Web Plugins

• Sep 1, 2012 - 17:34

This is a quite technical post, I hesitated between the developer mailing list and here but finally decided to post here. If you have no interest in Qt, you probably don't want to read the following

I mentioned a couple of time that I would like to see a way to access score elements from the web browser included in MuseScore, now for MuseScore connect and for QML plugin help.

The standard technology to make it happen is named QtWebkit Bridge. You can expose existing objects, and you can access their Qt properties, signal, slots and Q_INVOKABLE methods. There are however several limitations.

- The properties cannot be child of QObject or you will not be able to access the "properties of the properties". To make it clear, if we expose the MuseScore object as mscore, and make Score* MuseScore::currentScore() Q_INVOKABLE, Javascript will not have access to the properties of the score object. But if we create a new Q_INVOKABLE method QObject* MuseScore::currentScore(), then it's working and you can write the following code in a HTML page .

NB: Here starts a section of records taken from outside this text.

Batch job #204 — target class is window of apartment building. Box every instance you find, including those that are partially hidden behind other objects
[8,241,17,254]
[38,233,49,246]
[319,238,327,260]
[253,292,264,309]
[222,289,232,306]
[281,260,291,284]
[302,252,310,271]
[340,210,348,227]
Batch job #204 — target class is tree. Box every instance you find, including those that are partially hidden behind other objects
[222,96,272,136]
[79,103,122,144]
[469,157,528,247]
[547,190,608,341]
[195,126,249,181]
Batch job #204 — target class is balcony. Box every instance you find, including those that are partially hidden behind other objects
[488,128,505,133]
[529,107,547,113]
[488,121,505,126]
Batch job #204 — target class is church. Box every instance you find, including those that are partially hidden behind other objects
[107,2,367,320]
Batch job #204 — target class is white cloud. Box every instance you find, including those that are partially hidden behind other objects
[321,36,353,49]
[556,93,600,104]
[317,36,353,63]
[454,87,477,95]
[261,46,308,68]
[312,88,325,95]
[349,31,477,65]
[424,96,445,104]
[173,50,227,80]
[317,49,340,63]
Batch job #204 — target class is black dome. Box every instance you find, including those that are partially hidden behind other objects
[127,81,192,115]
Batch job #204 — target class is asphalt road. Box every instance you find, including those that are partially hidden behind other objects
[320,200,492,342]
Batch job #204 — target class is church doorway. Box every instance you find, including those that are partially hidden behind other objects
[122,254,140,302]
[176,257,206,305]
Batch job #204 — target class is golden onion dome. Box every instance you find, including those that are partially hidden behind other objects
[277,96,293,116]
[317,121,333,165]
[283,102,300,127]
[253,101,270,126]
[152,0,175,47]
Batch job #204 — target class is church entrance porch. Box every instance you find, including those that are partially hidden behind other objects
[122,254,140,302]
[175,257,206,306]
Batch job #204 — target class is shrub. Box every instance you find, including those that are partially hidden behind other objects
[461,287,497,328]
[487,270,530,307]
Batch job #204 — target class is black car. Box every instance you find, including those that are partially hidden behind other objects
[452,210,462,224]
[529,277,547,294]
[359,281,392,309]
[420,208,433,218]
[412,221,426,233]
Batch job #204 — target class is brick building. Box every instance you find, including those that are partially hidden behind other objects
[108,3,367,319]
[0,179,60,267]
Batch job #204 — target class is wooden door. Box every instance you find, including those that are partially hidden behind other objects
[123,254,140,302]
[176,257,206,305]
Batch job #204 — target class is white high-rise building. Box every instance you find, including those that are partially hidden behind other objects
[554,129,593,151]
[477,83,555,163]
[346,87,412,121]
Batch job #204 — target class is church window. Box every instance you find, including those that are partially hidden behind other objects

alert(mscore.currentScore().name)

In Qt doc words, "If the type specified is a pointer to a non-QWidget subclass of QObject, the QtWebKit bridge would not recognize it to be a QObject."
This is quite a big limitation if we want the QML and web framework to live together... For example newCursor() should send back a QObject*. Any properties with a type should be changed to QObject*...

- Another limitation, there is no way to create QObject directly from javascript in QWebView.

- Performance is still unknown...

There are other approach to create a bridge between C++ and HTML in a webview.